Los dos guardaron un momento de silencio. El susurro de las hojas en los árboles sonaba preocupado, inquieto. No se escuchaban los silbidos de los pájaros.

—En fin —dijo Caramon, que agarraba su espada fuertemente y observaba el bosque encantado con abatimiento—, supongo que más vale que sigamos adelante.

—Entraré solo, Caramon. Tú regresa a casa —le dijo Raistlin, poniendo una mano sobre su brazo.

—¿Y dejarte? —El hombretón se mostraba inflexible—. No, no pienso…

—Hermano, estás cayendo de nuevo en tus viejas costumbres —lo reconvino con afecto el archimago—. Te agradezco que me hayas escoltado hasta aquí, pero ya no te necesito. —Sus dedos apretaron el brazo de su gemelo—. Tu puesto está junto a tu familia, y con la gente de Solace. Tienes que volver y prepararlos para enfrentarse a lo que se avecina.

—No lo creerán —dijo Caramon francamente—. No estoy seguro de creerlo ni yo.

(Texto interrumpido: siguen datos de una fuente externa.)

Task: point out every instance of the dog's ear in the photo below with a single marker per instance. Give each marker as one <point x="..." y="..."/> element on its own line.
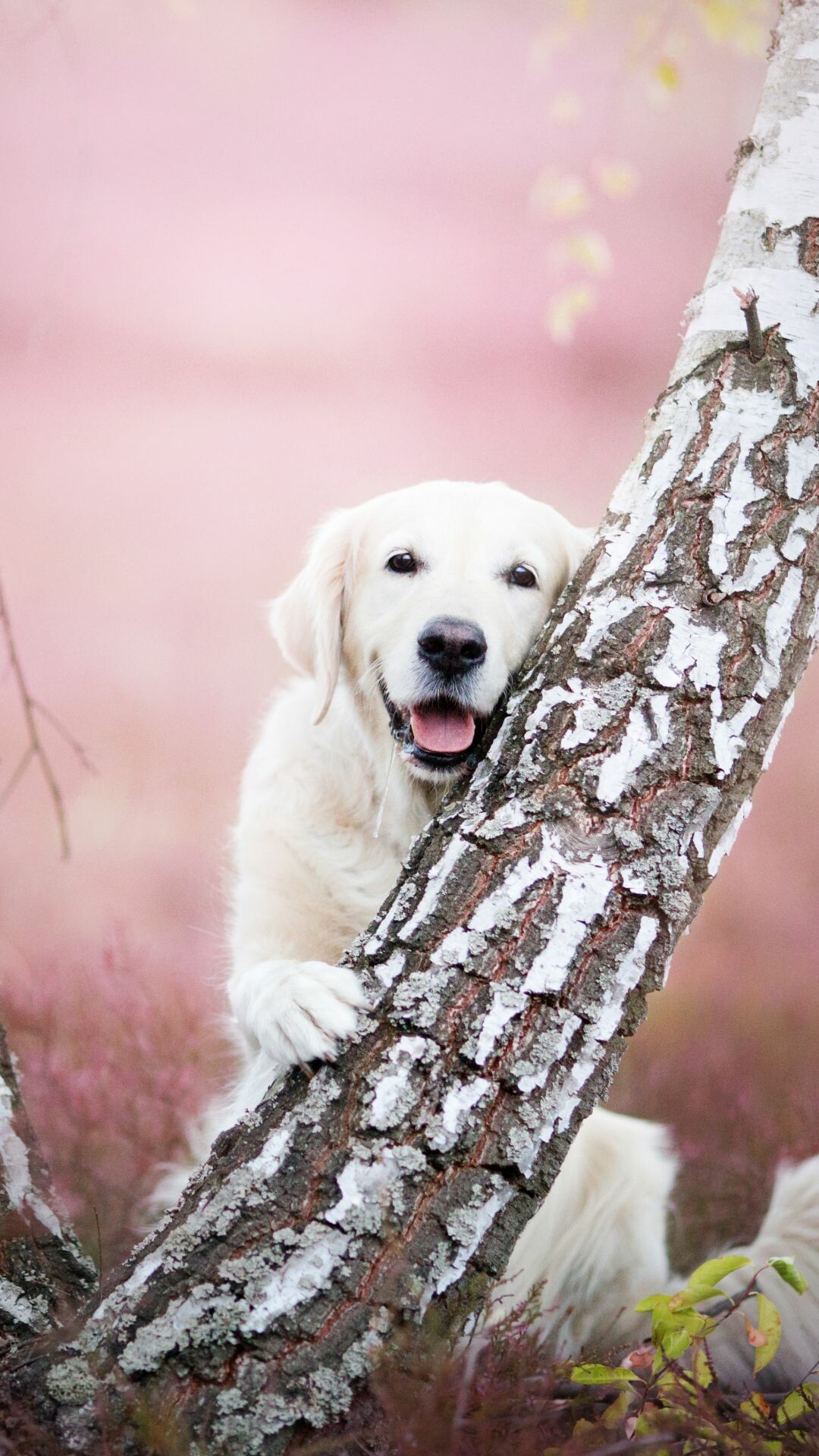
<point x="308" y="618"/>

—Ya se te ocurrirá algo, hermano. —El archimago tosió un poco y se limpió los labios con un pañuelo blanco—. Tengo fe en ti.

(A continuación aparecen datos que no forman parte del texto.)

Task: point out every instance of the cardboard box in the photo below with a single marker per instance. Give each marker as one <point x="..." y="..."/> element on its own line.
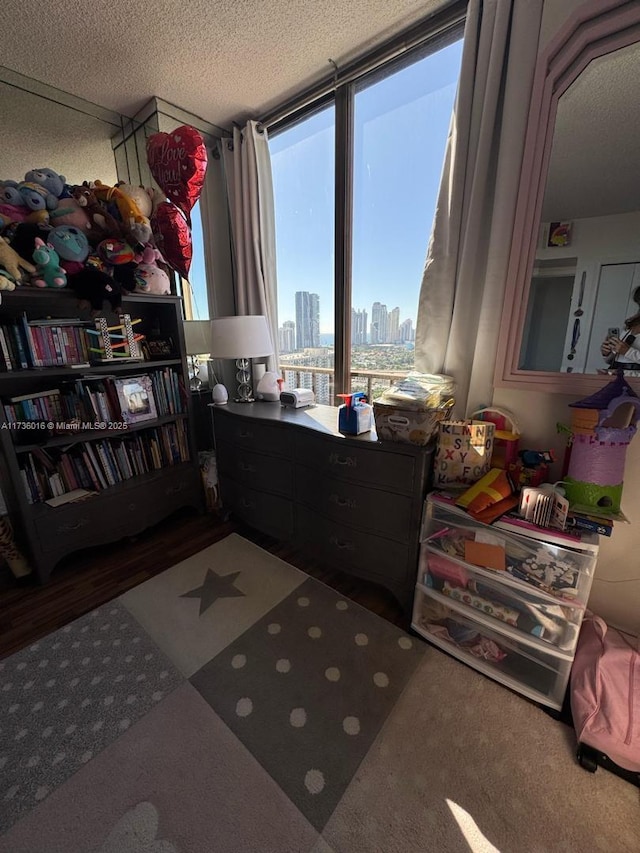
<point x="407" y="425"/>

—¿De veras? —Caramon enrojeció de placer—. ¿Sabes? Quizá podría hacer correr el rumor de que estoy organizando un movimiento de resistencia, y entonces los…

—Sí, sí —lo interrumpió Raistlin—. Pero ten cuidado para no acabar colgando de una soga acusado de rebelión. Tengo que marcharme ahora; ya he perdido demasiado tiempo. El dragón estará esperándote y te llevará de regreso sano y salvo.

Caramon no parecía muy convencido, pero conocía demasiado bien a su gemelo como para discutir con él.

—¿Volverás tú después, Raist? —preguntó con ansiedad.

El archimago hizo una pausa y lo consideró.

—No puedo prometértelo —contestó al cabo mientras sacudía la cabeza.

Caramon abrió la boca para engatusarlo, reparó en la mirada centelleante de su gemelo, y la cerró sin decir nada. Asintió con la cabeza, carraspeó y se echó su petate al hombro.

—Cuidarás de Palin, ¿verdad? —preguntó con voz ronca.

Raistlin esbozó una sonrisa torva, los labios apretados en una fina línea.

—Sí, hermano mío. Eso sí te lo prometo.